State stagnates in finding the missing during the 90’s wars

On the occasion of 30 August – the International Day of the Dissapeared – the Centre for Civic Education (CCE) pays respect to all victims of enforced disappearance and reminds of the right of families to know the fate of their loved ones who are listed as missing. Respecting human rights includes establishing the truth about the destinies of thousands of people who disappeared during armed conflicts.

Almost three decades have passed since the armed conflicts in the former SFRY, in which Montenegro also played a role. Unfortunately, this period has passed without adequate confrontation with the legacy of mass human rights violations, resulting in increasing tension in society, a lack of reconciliation, and a growing mitrust in institutions.

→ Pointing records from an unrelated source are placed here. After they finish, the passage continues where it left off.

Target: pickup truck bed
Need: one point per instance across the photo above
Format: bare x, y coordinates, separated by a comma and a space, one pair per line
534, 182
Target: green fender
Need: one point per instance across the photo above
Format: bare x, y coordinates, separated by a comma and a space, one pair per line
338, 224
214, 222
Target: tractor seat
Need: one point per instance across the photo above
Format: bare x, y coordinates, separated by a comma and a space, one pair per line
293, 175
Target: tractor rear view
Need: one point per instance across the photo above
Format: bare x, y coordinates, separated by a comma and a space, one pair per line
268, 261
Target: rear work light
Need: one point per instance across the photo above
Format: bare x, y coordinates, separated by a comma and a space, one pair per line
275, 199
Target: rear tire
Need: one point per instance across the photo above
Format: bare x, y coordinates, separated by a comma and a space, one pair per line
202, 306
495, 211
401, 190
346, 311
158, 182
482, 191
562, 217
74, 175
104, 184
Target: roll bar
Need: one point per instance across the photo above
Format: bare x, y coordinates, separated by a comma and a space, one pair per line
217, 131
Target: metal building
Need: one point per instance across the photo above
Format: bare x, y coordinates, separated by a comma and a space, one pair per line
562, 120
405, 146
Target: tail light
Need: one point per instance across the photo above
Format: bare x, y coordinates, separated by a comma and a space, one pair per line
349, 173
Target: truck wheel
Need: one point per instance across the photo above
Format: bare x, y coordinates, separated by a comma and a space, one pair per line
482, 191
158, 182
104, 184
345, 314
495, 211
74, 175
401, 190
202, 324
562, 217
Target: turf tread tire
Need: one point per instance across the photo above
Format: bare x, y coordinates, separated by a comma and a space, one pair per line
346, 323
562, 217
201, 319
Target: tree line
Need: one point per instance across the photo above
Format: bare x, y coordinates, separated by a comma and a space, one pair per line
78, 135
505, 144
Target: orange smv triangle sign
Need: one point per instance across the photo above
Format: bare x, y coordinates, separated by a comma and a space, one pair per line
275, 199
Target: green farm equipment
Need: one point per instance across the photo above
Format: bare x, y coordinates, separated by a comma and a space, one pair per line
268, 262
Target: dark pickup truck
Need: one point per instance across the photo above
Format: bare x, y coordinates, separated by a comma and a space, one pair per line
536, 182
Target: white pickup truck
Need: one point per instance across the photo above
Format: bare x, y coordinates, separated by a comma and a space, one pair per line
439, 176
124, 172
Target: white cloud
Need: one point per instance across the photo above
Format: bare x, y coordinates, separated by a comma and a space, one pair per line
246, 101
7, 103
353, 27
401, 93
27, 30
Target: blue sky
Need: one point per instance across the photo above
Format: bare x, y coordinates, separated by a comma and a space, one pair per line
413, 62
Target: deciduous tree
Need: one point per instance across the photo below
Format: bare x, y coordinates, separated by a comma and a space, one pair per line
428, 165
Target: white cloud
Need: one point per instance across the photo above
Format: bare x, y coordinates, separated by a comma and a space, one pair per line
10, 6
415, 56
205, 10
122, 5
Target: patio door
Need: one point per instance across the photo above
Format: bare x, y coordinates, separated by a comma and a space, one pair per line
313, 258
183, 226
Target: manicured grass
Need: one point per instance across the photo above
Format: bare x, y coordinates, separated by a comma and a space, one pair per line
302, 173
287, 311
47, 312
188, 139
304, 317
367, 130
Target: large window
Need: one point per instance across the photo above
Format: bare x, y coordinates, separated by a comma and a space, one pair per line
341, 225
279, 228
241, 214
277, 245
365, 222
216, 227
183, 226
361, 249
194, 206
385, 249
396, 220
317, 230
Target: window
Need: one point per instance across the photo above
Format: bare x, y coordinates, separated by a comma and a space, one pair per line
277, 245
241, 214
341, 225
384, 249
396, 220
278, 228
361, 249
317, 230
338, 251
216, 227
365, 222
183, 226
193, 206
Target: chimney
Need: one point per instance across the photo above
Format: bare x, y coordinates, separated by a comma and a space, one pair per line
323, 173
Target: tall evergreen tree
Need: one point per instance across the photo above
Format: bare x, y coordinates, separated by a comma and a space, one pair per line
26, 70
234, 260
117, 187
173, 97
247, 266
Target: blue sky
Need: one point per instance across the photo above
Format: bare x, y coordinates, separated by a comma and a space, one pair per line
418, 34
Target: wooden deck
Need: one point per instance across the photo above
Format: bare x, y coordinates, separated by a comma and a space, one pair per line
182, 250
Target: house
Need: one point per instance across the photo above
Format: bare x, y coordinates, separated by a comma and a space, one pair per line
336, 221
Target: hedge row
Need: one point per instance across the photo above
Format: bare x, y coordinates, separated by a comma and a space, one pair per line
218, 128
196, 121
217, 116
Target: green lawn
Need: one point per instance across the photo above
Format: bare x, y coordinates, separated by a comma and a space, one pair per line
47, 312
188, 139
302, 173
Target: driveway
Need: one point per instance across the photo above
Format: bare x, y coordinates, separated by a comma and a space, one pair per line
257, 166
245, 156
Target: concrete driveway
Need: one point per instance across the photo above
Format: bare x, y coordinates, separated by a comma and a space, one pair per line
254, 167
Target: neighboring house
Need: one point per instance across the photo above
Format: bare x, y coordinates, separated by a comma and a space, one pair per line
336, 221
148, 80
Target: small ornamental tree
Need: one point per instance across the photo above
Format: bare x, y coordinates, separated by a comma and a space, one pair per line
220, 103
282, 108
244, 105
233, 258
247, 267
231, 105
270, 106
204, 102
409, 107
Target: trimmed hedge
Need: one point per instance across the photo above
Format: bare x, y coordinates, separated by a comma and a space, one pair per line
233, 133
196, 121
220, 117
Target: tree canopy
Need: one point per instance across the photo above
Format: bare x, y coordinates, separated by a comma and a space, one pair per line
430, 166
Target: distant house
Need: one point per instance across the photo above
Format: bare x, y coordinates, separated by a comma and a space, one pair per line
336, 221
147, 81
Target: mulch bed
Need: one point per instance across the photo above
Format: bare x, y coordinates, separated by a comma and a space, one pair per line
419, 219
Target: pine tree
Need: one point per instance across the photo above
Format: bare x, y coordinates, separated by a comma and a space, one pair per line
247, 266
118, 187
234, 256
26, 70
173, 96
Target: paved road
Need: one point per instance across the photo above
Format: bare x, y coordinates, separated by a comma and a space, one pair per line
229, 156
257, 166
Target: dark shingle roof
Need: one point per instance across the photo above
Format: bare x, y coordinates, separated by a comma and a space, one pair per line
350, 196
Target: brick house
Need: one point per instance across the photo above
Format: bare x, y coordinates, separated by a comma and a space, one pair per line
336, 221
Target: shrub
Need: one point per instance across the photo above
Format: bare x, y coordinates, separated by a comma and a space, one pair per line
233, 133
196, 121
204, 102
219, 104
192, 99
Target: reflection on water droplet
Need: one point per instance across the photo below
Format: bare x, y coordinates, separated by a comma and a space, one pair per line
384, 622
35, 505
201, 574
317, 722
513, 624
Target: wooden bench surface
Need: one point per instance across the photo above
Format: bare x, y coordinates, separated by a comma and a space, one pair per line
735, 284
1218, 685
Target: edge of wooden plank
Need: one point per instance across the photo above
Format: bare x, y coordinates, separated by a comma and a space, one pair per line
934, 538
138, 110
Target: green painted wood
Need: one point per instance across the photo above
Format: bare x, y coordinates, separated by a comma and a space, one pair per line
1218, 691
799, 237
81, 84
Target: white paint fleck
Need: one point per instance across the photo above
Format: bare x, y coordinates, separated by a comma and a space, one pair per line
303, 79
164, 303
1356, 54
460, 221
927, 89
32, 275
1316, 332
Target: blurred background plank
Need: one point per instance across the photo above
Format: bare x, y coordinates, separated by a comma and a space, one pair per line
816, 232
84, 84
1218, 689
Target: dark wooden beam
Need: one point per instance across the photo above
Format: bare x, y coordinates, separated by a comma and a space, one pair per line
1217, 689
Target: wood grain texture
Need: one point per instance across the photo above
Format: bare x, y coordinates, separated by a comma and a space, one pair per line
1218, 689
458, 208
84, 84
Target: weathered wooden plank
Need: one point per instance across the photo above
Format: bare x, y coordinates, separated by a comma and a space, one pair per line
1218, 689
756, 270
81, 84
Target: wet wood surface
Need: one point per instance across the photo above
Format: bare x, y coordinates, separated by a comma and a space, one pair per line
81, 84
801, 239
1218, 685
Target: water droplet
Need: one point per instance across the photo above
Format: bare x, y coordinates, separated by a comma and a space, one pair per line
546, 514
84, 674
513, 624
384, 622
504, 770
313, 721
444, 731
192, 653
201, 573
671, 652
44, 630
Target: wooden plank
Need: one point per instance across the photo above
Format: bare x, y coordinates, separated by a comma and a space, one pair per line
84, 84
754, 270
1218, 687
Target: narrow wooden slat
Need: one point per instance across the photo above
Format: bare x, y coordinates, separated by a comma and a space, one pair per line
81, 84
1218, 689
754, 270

According to the data of the Group for Missing Persons, a multilateral mechanism for regional cooperation within the Berlin Process for the Western Balkans, 11,364 persons are still listed as missing in the former Yugoslavia. According to the International Committee of the Red Cross in Montenegro, 51 people are still missing, with 39 being sought in Kosovo, nine in Bosnia and Herzegovina and three in Croatia. This number has not changed in the past year, meaning there has been no progress in improving the mechanisms that could lead to the finding of these missing persons.

The past inefficiency in searching for missing persons reflects a lack of political will to prioritize this issue, which which has consequences in the general lack of public awareness. In support of this claim is the data that the CCE received as part of the research published in the publication “Transitional justice through the eyes of the citizens of Montenegro”, showing that around 70% of respondents do not know how to estimate the number of Montenegrin citizens who are still missing from the 1990s wars, with only 13% having approximate knowledge, stating that there are over 60 persons.

In order to adequately address the issue of the missing, it is necessary to urgently take several key actions. This includes intensifying efforts to establish facts about all victims and identify all gravesites and places of suffering in the territory of each of the countries, granting the status of civilian victims of war to family members of those who disappeared during armed conflicts in the former SFRY, passing a law on the missing, improving the existing legislative framework to engance the status of families of missing persons, and criminalizing enforced disappearance as a separate criminal offence.

CCE calls on the Government of Montenegro and competent institutions to actively commit to effectively solving the issue of missing persons, explicitly aiming to preserve lasting peace and promote cooperation and reconciliation. The state has the responsibility to actively investigate the fates of the missing, provide effective mechanisms for searching and identifying moral remains, and ensure that those responsible for the disappearance are brought to justice. This is not only a human obligation towards victims and their families, but also a crucial step towards building trust in society, preventing future conflicts and creating the foundation for lasting reconciliation.

The International Day of the Disappeared was established on 30 August 1981, with the aim to remind us of the right of families to know the destiny of their loved ones who are listed as missing.